Redemptive Purposes


Often when there is an accident on the highway, the traffic slows because people are craning their necks trying to see the gory details, wanting to know what happened. In today’s passage, the disciples are rubbernecking at a blind beggar. And, assuming a common Jewish teaching that suffering was a result of sin, they questioned Jesus for the details. What must he have done? Or maybe it was his parents’ sin that caused his disability? In what must have been a surprising answer, Jesus pulls their focus away from the beggar, off of past causes, and shifts it to God’s future purposes.

  • How do you view hardship in your life? Do you dwell on the cause and the “why”?


9 As he passed by, he saw a man blind from birth. And his disciples asked him, “Rabbi, who sinned, this man or his parents, that he was born blind?” 3 Jesus answered, “It was not that this man sinned, or his parents, but that the works of God might be displayed in him. We must work the works of him who sent me while it is day; night is coming, when no one can work. 5 As long as I am in the world, I am the light of the world.” Having said these things, he spit on the ground and made mud with the saliva. Then he anointed the man’s eyes with the mud 7 and said to him, “Go, wash in the pool of Siloam” (which means Sent). So he went and washed and came back seeing.

The neighbors and those who had seen him before as a beggar were saying, “Is this not the man who used to sit and beg?” Some said, “It is he.” Others said, “No, but he is like him.” He kept saying, “I am the man.” 10 So they said to him, “Then how were your eyes opened?” 11 He answered, “The man called Jesus made mud and anointed my eyes and said to me, ‘Go to Siloam and wash.’ So I went and washed and received my sight.” 12 They said to him, “Where is he?” He said, “I do not know.”

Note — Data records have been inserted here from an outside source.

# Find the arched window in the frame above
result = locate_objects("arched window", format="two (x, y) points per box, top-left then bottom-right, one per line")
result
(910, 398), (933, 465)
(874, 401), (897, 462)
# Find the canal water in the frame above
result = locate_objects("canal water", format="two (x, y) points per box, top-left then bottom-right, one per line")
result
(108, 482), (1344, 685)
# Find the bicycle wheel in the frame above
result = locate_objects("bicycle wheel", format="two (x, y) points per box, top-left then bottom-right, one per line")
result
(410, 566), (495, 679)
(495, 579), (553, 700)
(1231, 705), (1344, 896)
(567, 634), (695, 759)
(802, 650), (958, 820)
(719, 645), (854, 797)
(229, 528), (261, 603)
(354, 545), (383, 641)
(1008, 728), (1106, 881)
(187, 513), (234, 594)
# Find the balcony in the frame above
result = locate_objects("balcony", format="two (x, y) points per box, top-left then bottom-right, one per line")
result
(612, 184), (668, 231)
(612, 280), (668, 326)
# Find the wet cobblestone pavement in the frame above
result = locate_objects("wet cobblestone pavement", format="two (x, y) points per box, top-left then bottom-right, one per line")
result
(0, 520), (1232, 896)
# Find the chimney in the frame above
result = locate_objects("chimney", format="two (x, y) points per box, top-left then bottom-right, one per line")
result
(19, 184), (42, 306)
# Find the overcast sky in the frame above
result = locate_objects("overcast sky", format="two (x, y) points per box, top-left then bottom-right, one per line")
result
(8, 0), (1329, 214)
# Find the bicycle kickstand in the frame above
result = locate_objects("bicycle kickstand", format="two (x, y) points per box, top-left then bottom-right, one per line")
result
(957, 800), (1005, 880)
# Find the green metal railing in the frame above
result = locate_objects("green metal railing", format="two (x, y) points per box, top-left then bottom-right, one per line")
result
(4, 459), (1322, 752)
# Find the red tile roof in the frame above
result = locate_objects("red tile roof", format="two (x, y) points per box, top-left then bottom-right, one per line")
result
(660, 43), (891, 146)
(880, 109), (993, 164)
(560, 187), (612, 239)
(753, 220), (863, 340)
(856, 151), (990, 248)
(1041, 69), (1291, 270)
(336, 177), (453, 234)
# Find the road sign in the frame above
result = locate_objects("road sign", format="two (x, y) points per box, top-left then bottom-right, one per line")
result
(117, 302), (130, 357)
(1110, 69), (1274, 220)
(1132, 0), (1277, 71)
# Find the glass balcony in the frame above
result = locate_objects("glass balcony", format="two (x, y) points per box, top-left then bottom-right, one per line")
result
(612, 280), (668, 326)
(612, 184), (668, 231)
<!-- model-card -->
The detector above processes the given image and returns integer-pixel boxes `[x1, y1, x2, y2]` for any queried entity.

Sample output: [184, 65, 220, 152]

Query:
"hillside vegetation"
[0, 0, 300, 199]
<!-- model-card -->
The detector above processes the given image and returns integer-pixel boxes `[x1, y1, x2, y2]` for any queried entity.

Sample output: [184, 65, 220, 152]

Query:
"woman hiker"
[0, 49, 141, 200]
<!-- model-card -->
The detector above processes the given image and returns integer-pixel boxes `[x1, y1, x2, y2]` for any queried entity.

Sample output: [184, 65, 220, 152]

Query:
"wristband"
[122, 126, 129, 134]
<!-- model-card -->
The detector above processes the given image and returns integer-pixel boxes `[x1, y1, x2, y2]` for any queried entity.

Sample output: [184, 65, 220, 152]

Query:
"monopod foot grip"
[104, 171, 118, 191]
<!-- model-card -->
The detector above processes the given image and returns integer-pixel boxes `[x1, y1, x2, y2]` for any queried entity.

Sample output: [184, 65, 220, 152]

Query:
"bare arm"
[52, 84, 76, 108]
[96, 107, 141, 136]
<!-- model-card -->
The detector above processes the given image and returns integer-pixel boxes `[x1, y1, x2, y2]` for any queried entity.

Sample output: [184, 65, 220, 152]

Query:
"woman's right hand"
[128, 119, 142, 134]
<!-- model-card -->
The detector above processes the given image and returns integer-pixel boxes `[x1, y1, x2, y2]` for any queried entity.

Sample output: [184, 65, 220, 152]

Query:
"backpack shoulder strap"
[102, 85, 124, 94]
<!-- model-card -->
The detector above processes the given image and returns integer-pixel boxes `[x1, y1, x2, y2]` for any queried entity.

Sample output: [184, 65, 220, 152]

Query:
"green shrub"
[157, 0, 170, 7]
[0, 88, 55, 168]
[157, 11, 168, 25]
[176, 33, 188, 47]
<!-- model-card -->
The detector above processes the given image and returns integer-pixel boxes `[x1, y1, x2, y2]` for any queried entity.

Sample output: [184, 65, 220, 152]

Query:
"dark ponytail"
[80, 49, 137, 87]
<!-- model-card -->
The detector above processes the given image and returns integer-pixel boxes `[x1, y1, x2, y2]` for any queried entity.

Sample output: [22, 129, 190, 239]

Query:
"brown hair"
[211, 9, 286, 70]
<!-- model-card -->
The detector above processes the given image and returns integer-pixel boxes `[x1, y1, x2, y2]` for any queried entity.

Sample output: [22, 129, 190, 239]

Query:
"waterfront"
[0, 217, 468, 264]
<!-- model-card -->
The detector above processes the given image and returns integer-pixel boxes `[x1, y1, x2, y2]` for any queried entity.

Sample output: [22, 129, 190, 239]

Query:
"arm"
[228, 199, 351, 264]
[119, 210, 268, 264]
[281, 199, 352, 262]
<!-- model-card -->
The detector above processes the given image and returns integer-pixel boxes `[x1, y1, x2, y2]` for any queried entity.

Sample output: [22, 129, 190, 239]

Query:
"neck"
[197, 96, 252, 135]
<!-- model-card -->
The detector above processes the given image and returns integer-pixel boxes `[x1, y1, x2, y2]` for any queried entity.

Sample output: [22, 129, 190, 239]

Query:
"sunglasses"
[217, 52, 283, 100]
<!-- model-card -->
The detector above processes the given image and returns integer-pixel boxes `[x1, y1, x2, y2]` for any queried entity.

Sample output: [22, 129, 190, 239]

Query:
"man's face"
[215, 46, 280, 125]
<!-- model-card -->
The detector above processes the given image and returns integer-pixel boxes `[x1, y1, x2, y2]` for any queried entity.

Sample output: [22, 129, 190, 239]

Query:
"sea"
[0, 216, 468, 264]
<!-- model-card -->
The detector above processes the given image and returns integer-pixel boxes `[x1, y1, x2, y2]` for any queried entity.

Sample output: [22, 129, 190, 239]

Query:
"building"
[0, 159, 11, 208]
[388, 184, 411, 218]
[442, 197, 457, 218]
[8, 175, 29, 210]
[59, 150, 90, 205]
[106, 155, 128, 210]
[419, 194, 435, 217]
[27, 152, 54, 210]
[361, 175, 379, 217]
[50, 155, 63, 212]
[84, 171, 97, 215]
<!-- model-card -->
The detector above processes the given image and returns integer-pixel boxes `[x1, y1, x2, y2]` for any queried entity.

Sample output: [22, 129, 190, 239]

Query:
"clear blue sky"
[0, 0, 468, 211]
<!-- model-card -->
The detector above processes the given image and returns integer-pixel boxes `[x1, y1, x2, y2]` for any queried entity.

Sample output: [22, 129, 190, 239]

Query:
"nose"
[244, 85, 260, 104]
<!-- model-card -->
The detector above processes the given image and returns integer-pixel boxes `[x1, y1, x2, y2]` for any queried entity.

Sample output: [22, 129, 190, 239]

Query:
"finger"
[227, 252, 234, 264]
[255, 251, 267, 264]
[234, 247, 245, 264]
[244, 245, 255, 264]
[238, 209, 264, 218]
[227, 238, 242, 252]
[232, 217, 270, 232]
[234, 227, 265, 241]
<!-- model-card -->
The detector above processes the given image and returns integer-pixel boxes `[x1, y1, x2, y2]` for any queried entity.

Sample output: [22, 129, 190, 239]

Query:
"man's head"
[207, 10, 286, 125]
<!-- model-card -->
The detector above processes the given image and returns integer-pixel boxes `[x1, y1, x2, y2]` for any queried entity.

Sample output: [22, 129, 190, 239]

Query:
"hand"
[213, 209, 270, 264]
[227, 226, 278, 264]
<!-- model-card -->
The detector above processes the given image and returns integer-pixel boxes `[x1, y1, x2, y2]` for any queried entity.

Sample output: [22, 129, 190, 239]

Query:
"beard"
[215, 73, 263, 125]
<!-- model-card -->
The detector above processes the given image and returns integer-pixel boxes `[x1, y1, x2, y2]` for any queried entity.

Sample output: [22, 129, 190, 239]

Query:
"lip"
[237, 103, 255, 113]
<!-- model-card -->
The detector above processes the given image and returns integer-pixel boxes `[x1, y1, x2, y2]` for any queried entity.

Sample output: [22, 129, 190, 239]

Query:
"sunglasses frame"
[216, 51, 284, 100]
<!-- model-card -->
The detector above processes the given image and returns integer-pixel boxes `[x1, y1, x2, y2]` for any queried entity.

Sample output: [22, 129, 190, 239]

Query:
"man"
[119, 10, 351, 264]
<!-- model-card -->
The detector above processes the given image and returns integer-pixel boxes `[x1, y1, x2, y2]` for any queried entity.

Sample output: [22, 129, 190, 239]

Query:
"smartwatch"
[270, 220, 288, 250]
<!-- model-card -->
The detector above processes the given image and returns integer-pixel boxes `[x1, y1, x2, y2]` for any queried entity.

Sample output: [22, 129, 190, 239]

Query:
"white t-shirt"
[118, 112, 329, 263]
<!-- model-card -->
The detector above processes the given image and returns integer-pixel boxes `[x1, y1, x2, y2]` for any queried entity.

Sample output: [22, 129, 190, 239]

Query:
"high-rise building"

English Standard Version, copyright 2001 by Crossway Bibles. Used by permission. All rights reserved.


  1. What was wrong with the disciples’ question? How did Jesus redirect their question, and what was the profound perspective he revealed (vs. 3)?
  2. What did Jesus declare about himself (vs. 5)?
  3. In what way is verse 7 a glimpse of salvation?
  4. Describe the scene with the neighbors in your own words—what was happening?
  5. What situation in your life needs a shift in perspective? What difference would it make to stop dwelling on the “why” and, instead, focus on how God can be glorified through it?


Jesus wasn’t gawking; he truly saw the blind man, even though the man didn’t see him. This man’s physical blindness was a picture of the spiritual blindness of Israel. Though “the light of the world” had come among them, giving sight to the blind and healing the sick, they remained in darkness. This blindness was not because of sin, but to put the works of God on display. It was not for anyone to dwell on the why, but rather to look to how God would redeem the situation for good. And this mighty work and the man’s testimony caused his neighbors to investigate, to seek, and to consider Jesus.  

  • Pray that you would see life’s difficulties through God’s redemptive perspective and as an opportunity to bring him glory.